Unless you're a basketball coach, an old-timer, or just a true friend of high school basketball in Illinois you probably don't know who Chuck Rolinski was.

He certainly wasn't a guy who puffed his chest out so you would know him.

But there may not be one person who had such a profound affect on the game of basketball in Illinois than Rolinski, who passed away Sept. 23 in Peoria at the age of 82.

Rolinski is widely recognized as the "Father Of Two-Class Basketball" in Illinois. It was in large part due to his efforts that the IHSA adopted a two-class state tournament in 1972, a system that in time filtered over to most other sports. He was, with former Quincy coach Sherril Hanks, also the co-founder of the Illinois Basketball Coaches Association and the originator of the IBCA all-star games that are played each summer.

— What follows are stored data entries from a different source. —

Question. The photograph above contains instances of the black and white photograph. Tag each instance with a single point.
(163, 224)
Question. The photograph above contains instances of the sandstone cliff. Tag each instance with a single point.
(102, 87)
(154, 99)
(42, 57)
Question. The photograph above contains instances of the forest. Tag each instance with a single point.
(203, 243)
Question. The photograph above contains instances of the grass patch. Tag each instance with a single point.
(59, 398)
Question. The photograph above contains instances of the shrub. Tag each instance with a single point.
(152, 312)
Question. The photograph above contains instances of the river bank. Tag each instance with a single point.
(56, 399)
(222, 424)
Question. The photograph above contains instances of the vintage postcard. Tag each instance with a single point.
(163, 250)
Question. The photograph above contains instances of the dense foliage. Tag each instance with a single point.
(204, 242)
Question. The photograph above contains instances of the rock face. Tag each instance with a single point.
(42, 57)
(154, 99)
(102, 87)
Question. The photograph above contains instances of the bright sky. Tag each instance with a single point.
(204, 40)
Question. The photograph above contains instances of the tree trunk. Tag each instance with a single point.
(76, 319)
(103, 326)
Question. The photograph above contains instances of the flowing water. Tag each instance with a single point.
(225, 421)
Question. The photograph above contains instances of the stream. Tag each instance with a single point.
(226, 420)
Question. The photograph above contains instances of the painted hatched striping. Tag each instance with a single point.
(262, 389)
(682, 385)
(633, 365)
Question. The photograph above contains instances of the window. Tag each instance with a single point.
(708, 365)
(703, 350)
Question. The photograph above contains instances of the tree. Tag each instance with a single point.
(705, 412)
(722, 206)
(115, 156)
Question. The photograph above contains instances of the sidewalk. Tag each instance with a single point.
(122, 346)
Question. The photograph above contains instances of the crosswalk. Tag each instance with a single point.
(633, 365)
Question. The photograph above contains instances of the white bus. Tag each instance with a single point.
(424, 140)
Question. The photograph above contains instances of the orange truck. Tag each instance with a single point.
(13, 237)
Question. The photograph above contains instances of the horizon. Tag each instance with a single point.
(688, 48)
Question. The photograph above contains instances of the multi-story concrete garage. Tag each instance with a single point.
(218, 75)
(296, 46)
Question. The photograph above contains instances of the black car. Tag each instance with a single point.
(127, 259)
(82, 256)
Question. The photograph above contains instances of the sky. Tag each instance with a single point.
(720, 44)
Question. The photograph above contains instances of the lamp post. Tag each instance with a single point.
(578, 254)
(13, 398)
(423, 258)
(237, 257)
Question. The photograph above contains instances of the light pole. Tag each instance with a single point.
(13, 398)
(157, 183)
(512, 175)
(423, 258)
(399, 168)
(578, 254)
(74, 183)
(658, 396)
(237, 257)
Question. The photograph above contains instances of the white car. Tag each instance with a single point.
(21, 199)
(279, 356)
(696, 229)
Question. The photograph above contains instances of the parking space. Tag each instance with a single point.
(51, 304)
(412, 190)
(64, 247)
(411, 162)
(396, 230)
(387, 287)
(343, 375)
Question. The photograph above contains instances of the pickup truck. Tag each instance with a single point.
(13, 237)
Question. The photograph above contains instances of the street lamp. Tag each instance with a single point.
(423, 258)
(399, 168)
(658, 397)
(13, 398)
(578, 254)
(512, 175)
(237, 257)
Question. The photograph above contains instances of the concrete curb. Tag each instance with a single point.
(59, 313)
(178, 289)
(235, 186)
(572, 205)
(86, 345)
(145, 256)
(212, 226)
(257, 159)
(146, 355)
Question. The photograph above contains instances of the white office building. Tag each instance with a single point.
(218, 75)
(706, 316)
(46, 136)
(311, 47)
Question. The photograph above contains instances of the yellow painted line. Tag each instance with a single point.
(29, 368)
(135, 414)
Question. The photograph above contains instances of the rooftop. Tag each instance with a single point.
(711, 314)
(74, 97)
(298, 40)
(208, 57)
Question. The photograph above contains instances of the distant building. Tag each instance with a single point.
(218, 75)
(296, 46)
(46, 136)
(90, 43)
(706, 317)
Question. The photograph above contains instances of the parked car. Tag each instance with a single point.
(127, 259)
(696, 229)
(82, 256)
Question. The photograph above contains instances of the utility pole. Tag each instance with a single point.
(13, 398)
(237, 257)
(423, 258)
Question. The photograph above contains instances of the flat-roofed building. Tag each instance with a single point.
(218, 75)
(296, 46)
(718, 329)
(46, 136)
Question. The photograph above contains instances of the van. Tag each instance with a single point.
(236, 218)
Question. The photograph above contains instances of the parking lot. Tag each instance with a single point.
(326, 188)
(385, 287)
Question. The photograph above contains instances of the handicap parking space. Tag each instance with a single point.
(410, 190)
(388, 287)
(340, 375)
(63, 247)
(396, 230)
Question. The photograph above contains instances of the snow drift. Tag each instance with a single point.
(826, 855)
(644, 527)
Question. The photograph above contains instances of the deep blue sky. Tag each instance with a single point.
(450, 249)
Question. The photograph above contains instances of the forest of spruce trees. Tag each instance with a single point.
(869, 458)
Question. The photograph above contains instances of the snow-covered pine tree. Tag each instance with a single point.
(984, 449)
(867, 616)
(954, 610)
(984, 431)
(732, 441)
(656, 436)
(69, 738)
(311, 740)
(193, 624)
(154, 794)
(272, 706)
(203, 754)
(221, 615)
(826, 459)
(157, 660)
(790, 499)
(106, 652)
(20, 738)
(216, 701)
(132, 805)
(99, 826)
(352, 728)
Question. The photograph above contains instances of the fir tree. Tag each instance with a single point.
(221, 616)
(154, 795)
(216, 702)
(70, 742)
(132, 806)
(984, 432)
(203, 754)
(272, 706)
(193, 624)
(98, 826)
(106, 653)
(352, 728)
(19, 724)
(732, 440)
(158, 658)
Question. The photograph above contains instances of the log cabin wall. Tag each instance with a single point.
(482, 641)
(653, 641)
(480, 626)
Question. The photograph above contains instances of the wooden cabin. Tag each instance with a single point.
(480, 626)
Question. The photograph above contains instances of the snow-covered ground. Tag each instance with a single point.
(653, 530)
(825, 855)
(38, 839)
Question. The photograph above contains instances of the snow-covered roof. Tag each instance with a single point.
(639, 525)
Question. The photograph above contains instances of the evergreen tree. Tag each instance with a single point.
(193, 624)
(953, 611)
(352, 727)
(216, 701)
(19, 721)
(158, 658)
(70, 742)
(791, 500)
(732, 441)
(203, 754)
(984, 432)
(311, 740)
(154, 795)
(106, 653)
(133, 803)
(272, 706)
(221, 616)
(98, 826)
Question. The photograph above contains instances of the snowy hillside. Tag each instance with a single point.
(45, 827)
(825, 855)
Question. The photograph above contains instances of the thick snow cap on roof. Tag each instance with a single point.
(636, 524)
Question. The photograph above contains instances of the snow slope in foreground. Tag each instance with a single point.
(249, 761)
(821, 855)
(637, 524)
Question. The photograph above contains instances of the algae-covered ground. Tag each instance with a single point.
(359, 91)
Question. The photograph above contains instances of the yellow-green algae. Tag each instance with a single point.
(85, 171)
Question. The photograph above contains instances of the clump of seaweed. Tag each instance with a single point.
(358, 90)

That first Class A state tournament in 1972 was a special one in the Elgin area, as well as for me. St. Edward made that first Class A Elite Eight and even though the Green Wave, coached by Bob Fuller, lost to eventual runner-up Mounds Meridian 54-52 in the quarterfinals, it began my love affair with the state tournament. My dad and I made the trek to Champaign for that game courtesy of tickets in the next-to-last row of Section C in Assembly Hall from a cousin who went to St. Edward at the time, and for the next 30 years we rarely missed a trip to state, soaking in the great Lawrenceville teams, a Luther South champion coached by Cliff Doll, who would later become a coach at Jacobs, and the Lowell Hamilton and Walter Downing years at Providence St. Mel, among many others.

With all due respect to Peoria, nothing will ever compare to state tournaments in Champaign and those cherished memories with my dad of buying and trading tickets with scalpers in the Chancellor Hotel will live on forever.

None of that would have been possible without Chuck Rolinski.

Rolinski compiled a 649-262 record at Toluca, a town of 1,400 about 40 miles northeast of Peoria, before retiring in 1990. He won 14 regional titles, made three Sweet 16 trips and had three undefeated regular-season teams at a school that is now closed.

His 1966-67 team, with an enrollment of 125 students, lost 77-64 in the supersectional to Pekin, which had 3,000 students. Pekin rolled to the state championship by Elite Eight victory margins of 24, 16 and 16 points. His 1972-73 team lost in the supersectional to tiny St. Anne, which was led by future NBA star Jack Sikma.

Five years later came the controversial decision led by Rolinski to give the state two champions in boys basketball and open the door for multiple class champions in other sports. But it wasn't a door that was easily opened.

"(IHSA Executive Secretary Harry) Fitzhugh and a big one-class guy from DuQuoin took me out for a steak dinner to talk me out of it, and we wound up screaming at each other right there in the restaurant," Rolinski told retired Peoria Journal Star sports writer Bob Leavitt for the book "100 Years of Madness: The Illinois High School Association Boys Basketball Tournament," which was published in 2006. "I never feared I would become known as the guy who killed a great high school basketball tournament. But in my wildest dreams I never thought it would all work out so well."

In 2007, Rolinski was selected as one the "Top 100 Legends of Illinois Boys Basketball."

Accolades aside, what Rolinski also became was a mentor to young coaches.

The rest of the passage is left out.